Liberal arts education matters more in the age of AI.

In an economy being reshaped by artificial intelligence, the purpose of a baccalaureate degree cannot be reduced to short-term job training. Students will not simply enter one profession and remain there unchanged. They will need to adapt, learn, change direction, and exercise judgment across multiple transitions in their working lives.

That is why the breadth of a baccalaureate degree matters. Graduates need the human capacities AI cannot replace: critical thinking, ethical reasoning, clear communication, creativity, judgment, adaptability, collaboration across difference, and interdisciplinary thinking. These are not extras. They are central to the value of a baccalaureate degree.

Those capacities are built through general education and liberal arts study: writing, literature, history, philosophy, languages, social sciences, mathematics, natural sciences, the arts, and interdisciplinary inquiry. They prepare students not only for employment, but for civic participation and a lifetime of professional adaptation.

Massachusetts should lower financial barriers, not expectations.

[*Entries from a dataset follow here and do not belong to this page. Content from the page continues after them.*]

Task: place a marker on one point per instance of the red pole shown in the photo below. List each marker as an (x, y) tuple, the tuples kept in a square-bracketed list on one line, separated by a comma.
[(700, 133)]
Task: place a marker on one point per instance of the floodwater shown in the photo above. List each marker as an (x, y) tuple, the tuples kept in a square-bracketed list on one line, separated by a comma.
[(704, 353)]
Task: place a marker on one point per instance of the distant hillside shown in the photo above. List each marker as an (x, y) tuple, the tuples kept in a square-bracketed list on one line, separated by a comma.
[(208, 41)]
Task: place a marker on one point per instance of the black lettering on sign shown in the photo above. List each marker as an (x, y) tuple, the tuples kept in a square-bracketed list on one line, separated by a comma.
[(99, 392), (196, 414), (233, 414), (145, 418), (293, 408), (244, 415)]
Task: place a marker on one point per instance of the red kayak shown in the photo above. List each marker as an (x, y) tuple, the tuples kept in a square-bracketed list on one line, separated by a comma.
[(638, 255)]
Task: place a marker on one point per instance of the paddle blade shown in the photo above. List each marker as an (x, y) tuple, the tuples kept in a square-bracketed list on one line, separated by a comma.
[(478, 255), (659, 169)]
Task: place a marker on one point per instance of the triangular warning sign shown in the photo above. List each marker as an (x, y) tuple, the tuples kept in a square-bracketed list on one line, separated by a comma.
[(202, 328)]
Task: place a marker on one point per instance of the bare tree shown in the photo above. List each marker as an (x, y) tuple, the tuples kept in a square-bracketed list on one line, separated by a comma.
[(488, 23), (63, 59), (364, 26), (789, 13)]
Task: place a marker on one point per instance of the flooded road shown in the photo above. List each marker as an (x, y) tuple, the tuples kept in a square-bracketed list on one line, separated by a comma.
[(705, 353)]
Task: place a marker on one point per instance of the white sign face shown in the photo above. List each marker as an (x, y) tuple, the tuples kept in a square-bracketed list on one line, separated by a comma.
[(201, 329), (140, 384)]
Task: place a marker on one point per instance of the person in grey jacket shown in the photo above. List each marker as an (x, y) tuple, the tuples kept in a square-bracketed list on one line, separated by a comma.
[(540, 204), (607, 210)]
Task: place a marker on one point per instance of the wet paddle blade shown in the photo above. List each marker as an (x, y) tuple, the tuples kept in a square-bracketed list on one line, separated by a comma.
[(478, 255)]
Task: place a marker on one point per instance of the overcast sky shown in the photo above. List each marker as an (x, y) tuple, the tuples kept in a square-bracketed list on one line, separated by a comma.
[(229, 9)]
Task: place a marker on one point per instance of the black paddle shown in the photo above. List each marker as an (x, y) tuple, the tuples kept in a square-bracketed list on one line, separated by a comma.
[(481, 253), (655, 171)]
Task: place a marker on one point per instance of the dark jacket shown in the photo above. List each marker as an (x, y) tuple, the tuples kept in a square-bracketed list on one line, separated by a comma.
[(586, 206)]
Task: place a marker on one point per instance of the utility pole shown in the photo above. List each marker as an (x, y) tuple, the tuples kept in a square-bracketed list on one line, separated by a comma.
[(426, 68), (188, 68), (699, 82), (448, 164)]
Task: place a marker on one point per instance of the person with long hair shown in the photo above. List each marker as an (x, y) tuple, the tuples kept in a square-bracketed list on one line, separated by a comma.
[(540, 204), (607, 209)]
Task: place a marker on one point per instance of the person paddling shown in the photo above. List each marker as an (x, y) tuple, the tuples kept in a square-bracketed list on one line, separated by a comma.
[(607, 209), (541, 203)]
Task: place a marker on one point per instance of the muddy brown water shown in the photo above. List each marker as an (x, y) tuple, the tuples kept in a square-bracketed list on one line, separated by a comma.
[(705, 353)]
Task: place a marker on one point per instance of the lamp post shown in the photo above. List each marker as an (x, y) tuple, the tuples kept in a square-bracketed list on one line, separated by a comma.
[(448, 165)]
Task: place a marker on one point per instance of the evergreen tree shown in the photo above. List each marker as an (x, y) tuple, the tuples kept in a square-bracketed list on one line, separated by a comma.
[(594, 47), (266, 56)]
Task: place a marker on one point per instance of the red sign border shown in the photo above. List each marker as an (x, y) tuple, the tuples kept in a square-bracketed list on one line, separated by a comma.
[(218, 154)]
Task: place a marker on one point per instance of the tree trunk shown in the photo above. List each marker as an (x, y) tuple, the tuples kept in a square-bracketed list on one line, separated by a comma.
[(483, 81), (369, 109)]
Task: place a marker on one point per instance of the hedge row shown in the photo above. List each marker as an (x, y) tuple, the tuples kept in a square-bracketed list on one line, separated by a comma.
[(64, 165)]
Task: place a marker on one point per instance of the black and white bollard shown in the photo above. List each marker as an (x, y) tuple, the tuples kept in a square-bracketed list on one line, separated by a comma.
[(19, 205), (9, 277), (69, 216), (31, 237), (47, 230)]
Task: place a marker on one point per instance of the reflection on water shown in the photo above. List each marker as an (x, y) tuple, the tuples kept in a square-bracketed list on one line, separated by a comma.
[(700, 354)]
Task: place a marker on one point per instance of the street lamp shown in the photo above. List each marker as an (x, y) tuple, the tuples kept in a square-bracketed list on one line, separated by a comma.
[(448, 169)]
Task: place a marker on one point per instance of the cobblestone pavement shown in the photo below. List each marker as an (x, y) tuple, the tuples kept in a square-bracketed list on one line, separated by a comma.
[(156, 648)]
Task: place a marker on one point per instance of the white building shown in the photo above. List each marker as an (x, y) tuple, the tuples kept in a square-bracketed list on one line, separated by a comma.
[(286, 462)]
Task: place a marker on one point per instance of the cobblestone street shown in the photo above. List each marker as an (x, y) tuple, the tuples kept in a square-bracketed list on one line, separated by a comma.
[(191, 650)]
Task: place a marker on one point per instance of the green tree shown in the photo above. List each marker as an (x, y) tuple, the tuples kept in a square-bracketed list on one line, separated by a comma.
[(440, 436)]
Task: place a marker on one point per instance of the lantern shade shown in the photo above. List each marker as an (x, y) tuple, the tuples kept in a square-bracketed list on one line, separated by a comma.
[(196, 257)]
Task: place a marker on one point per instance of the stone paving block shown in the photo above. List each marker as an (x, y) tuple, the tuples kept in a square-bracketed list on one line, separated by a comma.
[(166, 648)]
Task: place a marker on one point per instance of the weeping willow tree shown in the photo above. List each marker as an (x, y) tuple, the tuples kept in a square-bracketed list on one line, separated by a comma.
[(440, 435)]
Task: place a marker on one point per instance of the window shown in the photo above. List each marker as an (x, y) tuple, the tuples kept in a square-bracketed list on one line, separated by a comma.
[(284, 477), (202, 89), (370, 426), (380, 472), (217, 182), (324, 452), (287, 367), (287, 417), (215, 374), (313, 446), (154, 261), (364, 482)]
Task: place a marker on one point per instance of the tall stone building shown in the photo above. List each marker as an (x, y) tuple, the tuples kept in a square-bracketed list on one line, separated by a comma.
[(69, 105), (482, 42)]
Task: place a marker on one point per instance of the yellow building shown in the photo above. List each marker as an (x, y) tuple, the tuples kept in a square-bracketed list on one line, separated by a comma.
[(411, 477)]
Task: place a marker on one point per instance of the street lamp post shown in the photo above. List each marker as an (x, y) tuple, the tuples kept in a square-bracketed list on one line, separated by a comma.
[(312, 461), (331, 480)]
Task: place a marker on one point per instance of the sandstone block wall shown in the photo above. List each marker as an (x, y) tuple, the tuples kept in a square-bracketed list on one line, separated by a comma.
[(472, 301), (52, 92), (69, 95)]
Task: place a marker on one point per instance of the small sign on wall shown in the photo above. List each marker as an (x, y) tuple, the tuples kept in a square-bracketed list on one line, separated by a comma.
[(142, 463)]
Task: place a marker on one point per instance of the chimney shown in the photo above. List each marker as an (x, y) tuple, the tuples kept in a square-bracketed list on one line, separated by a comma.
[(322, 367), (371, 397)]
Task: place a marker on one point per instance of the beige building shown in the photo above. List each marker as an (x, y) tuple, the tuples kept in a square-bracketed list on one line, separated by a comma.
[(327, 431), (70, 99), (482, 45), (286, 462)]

We do not need to reduce the baccalaureate degree to address affordability. We need to address the cost structure directly.

Massachusetts already has better models emerging for addressing college affordability. Students have access to tuition-free community college and programs that eliminate tuition for many families. Those are policy solutions that preserve the breadth of education while reducing financial barriers.

The Commonwealth should expand those opportunities through greater investment, not ask students to accept a diminished baccalaureate degree.

Massachusetts should not lower the ceiling on what students can achieve. It should lower the financial barriers that keep them from reaching it.